Online Multi-Granularity Distillation for GAN Compression

Abstract: Generative Adversarial Networks (GANs) have witnessed prevailing success in yielding outstanding images, however, they are burdensome to deploy on resource-constrained devices due to ponderous computational costs and hulking memory usage. Although recent efforts on compressing GANs have acquired remarkable results, they still exist potential model redundancies and can be further compressed. To solve this issue, we propose a novel online multi-granularity distillation (OMGD) scheme to obtain lightweight GANs, which contributes to generating high-fidelity images with low computational demands. We offer the first attempt to popularize single-stage online distillation for GAN-oriented compression, where the progressively promoted teacher generator helps to refine the discriminator-free based student generator. Complementary teacher generators and network layers provide comprehensive and multi-granularity concepts to enhance visual fidelity from diverse dimensions. Experimental results on four benchmark datasets demonstrate that OMGD successes to compress 40x MACs and 82.5X parameters on Pix2Pix and CycleGAN, without loss of image quality. It reveals that OMGD provides a feasible solution for the deployment of real-time image translation on resource-constrained devices. Our code and models are made public at: https://github.com/bytedance/OMGD.

• The paper presents an innovative online distillation method that compresses conditional GANs by leveraging complementary teacher generators without the need for a discriminator.
• It introduces a multi-granularity scheme where intermediate layers provide channel-wise supervision, enhancing image fidelity across various datasets.
• The approach achieves up to 40× MAC reduction, enabling efficient real-time deployment on mobile and other resource-limited devices.

Online Multi-Granularity Distillation for GAN Compression

Abstract

The paper "Online Multi-Granularity Distillation for GAN Compression" (2108.06908) introduces a novel framework aimed at compressing conditional GAN models, such as Pix2Pix and CycleGAN, while maintaining visual fidelity and significantly reducing computational demands. Traditional GANs are resource-intensive, which limits their deployment on devices with constrained resources. The proposed framework, OMGD, leverages an innovative approach to online distillation, employing complementary teacher generators to refine a student generator without the need for a discriminator and ground truth. This method achieves impressive compression results of up to 40$\times$ MACs, making it feasible for real-time applications on resource-constrained devices.

Introduction

Generative Adversarial Networks (GANs) have significantly advanced various visual applications, such as image synthesis and image translation. However, their deployment on lightweight devices is challenged by high computational and memory demands. Recent compression efforts, including knowledge distillation and pruning, have achieved notable progress but still face redundancies and multi-stage processing bottlenecks.

OMGD addresses these issues with a single-stage online distillation scheme adapted for GANs.
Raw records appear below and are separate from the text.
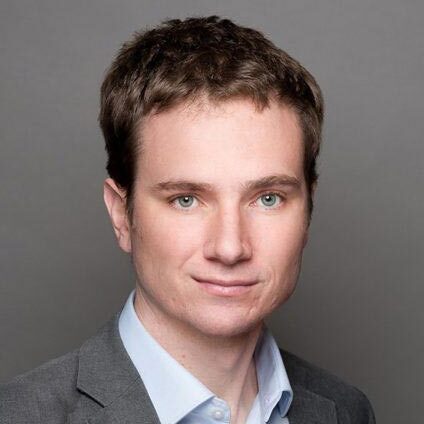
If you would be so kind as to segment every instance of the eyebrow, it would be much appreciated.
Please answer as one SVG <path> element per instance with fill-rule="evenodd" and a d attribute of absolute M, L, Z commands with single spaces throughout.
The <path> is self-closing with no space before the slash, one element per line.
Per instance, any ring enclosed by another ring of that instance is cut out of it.
<path fill-rule="evenodd" d="M 242 183 L 243 190 L 258 190 L 270 186 L 291 186 L 293 188 L 300 187 L 300 181 L 289 175 L 269 175 L 259 178 L 258 180 L 250 180 Z M 168 180 L 155 184 L 152 187 L 153 191 L 196 191 L 196 192 L 211 192 L 213 191 L 212 184 L 192 182 L 188 180 Z"/>

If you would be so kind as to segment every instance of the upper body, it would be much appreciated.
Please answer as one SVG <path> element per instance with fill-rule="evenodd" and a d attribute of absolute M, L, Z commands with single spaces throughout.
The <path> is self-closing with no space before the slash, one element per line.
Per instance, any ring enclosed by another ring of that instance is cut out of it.
<path fill-rule="evenodd" d="M 255 410 L 264 320 L 297 284 L 322 121 L 321 90 L 299 62 L 217 17 L 136 33 L 102 85 L 104 200 L 134 266 L 135 314 L 225 401 L 232 424 Z M 290 422 L 372 420 L 357 391 L 283 357 Z M 9 417 L 22 409 L 42 422 L 69 413 L 74 423 L 157 421 L 116 323 L 2 396 Z"/>
<path fill-rule="evenodd" d="M 0 424 L 159 424 L 118 326 L 116 315 L 80 349 L 1 385 Z M 281 355 L 293 390 L 290 424 L 375 422 L 362 392 L 289 352 Z"/>

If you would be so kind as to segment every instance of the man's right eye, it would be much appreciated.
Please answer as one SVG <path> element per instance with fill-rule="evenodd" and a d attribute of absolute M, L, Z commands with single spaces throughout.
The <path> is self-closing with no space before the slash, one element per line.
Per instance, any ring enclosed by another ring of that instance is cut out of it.
<path fill-rule="evenodd" d="M 191 206 L 197 201 L 198 200 L 192 195 L 183 195 L 174 197 L 171 199 L 170 203 L 175 209 L 190 210 L 192 209 Z"/>

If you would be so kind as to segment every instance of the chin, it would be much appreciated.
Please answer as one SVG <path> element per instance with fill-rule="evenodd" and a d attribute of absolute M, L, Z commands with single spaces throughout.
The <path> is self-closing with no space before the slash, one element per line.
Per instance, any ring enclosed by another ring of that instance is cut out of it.
<path fill-rule="evenodd" d="M 246 316 L 206 316 L 195 323 L 197 330 L 207 337 L 232 338 L 247 334 L 262 326 L 263 319 Z"/>

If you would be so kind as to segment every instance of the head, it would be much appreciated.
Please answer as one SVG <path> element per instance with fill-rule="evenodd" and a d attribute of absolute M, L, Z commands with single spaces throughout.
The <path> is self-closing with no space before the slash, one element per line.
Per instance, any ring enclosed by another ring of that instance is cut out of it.
<path fill-rule="evenodd" d="M 288 299 L 322 118 L 313 77 L 229 20 L 168 21 L 123 46 L 102 86 L 105 201 L 145 323 L 234 336 Z"/>
<path fill-rule="evenodd" d="M 181 103 L 207 98 L 271 100 L 289 106 L 302 129 L 303 169 L 311 218 L 324 105 L 314 77 L 260 32 L 216 16 L 170 20 L 123 45 L 101 88 L 100 126 L 107 171 L 126 195 L 132 220 L 143 119 Z"/>

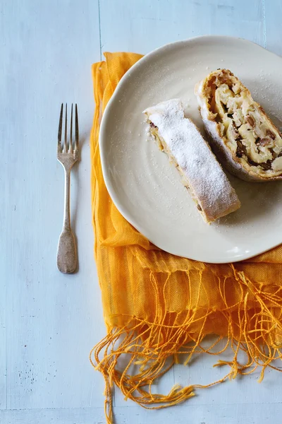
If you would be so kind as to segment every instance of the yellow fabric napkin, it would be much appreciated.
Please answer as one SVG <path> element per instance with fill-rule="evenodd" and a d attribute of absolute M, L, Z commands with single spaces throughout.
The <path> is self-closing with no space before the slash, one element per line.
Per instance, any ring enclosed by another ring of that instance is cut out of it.
<path fill-rule="evenodd" d="M 151 392 L 152 384 L 180 358 L 187 364 L 192 354 L 212 353 L 212 354 L 218 355 L 216 365 L 230 366 L 221 382 L 257 367 L 262 379 L 265 367 L 282 358 L 282 247 L 244 262 L 207 264 L 161 251 L 123 218 L 103 179 L 99 128 L 118 81 L 142 56 L 105 57 L 92 66 L 96 110 L 91 160 L 94 253 L 107 335 L 90 359 L 105 378 L 105 411 L 111 423 L 114 384 L 125 399 L 145 408 L 174 405 L 202 386 L 176 386 L 161 395 Z M 234 352 L 230 361 L 220 360 L 223 351 L 215 353 L 214 342 L 209 348 L 201 346 L 212 334 L 219 336 L 217 341 L 227 338 L 225 348 L 231 346 Z M 247 354 L 245 363 L 237 360 L 240 350 Z M 126 366 L 121 367 L 125 353 Z"/>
It abandons complex multi-stage processes, enabling an efficient end-to-end distillation framework. The complementary teacher generators and multi-granularity network layers enhance the visual fidelity of the student generator across multiple dimensions.
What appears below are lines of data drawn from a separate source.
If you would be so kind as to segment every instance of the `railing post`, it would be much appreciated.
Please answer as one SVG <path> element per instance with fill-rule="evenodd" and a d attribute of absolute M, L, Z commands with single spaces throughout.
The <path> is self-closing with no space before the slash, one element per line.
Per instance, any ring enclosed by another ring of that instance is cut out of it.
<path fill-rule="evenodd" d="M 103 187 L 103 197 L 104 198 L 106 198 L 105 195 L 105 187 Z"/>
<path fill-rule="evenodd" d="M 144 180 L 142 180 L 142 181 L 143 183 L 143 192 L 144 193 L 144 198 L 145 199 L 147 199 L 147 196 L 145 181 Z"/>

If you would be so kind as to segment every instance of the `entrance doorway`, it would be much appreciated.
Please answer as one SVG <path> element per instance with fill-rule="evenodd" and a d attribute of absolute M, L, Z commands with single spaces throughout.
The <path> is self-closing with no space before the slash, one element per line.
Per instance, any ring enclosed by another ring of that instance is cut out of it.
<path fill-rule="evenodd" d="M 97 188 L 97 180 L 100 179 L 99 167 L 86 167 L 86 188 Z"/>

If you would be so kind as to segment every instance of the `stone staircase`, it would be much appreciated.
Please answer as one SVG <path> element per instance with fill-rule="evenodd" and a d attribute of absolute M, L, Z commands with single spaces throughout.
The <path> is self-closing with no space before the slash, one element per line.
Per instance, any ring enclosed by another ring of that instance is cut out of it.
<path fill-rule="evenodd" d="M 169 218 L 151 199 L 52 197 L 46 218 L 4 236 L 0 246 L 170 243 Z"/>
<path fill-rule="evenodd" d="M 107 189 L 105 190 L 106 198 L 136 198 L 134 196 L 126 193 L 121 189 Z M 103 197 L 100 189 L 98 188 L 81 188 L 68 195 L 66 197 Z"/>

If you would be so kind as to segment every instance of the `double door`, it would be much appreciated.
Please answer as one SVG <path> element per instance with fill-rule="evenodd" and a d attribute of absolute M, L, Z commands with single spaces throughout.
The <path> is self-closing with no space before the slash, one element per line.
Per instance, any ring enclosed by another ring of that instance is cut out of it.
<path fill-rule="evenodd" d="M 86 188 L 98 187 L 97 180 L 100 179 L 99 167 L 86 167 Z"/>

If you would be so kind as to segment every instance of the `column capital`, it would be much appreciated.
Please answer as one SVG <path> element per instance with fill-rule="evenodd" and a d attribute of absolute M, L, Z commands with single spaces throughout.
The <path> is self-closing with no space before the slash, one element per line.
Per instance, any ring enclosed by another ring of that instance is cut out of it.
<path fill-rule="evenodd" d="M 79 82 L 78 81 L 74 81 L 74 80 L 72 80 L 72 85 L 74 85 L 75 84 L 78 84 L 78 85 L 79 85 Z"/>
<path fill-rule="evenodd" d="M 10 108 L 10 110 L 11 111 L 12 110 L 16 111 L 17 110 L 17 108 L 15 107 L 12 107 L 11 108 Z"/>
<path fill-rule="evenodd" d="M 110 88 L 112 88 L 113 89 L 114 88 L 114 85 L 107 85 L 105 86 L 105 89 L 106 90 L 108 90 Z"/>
Figure 1: Performance-MACs trade-off illustrating the computational efficiency and superior performance of OMGD compared to other competitive methods.

Methodology

Online GAN Distillation

OMGD introduces an online distillation approach wherein the student generator is optimized directly from the teacher generators without requiring a discriminator. This allows more flexible training and surpasses the constraints of previous methods that tightly couple student with discriminators. The teacher model aids in progressively warming up the student generator, guiding it to achieve superior performance incrementally.
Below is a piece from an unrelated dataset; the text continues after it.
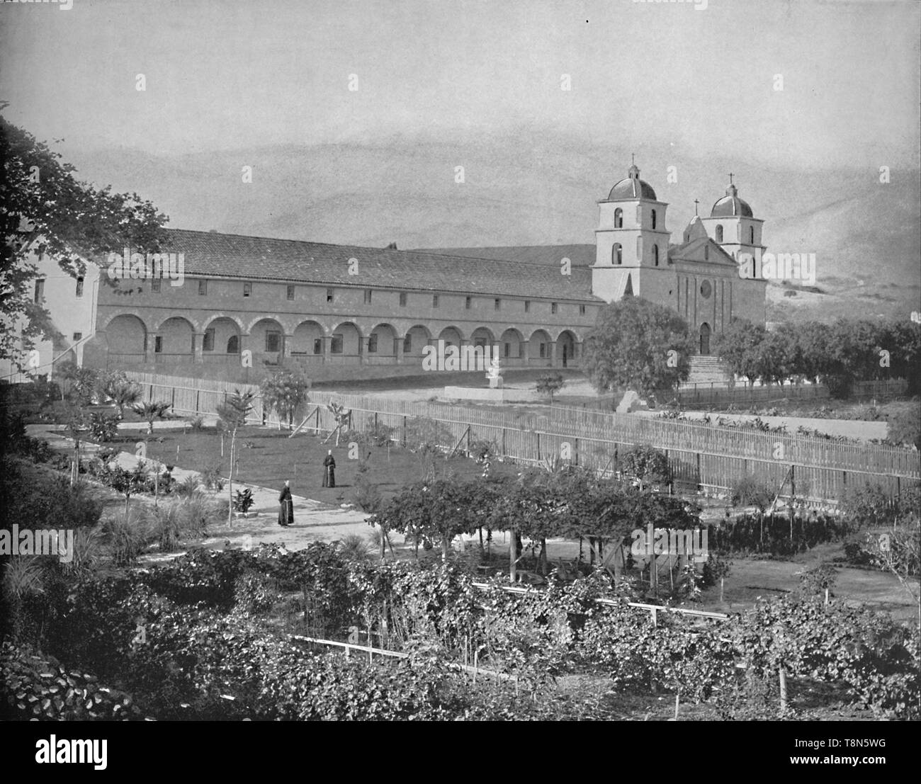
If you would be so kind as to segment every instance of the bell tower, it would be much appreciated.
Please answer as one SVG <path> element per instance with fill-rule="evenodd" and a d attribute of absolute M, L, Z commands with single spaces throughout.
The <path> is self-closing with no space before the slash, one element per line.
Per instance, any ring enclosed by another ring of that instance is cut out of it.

The distillation loss is calculated using SSIM and perceptual losses, ensuring the student learns the structural and style characteristics from the teacher model's outputs.

Figure 2: The pipeline of OMGD framework showcasing the interaction between student and teacher generators.

Multi-Granularity Distillation Scheme

The framework expands into a multi-granularity scheme by using complementary structures in teacher generators—wider and deeper architectures provide diverse supervisory cues for optimization. Intermediate layers supplement the distillation process with channel-wise granularity information, enhancing the compressed model's performance without increasing computational complexity.

Experimental Results

Experiments conducted on benchmarks such as horse$\rightarrow$zebra, cityscapes, and others demonstrate OMGD's capability to compress GAN models while achieving high fidelity. Against existing methods, OMGD provides better image quality with reduced MACs.

Additional qualitative results underline OMGD's ability to maintain visual fidelity across various datasets, even at high compression rates.

Figure 3: Qualitative compression results showing OMGD's ability to preserve image fidelity across various datasets.

Conclusion

OMGD represents a significant advancement in GAN compression technology, enabling the deployment of real-time image translation models on mobile and other resource-constrained devices. By leveraging online multi-granularity distillation, OMGD effectively balances compression efficiency with image fidelity, potentially transforming practical applications of GANs in edge-device contexts.

The research opens future avenues for improving the robustness and adaptability of online distillation frameworks, hinting at broader applicability across machine learning fields where computational efficiency and model scalability are paramount.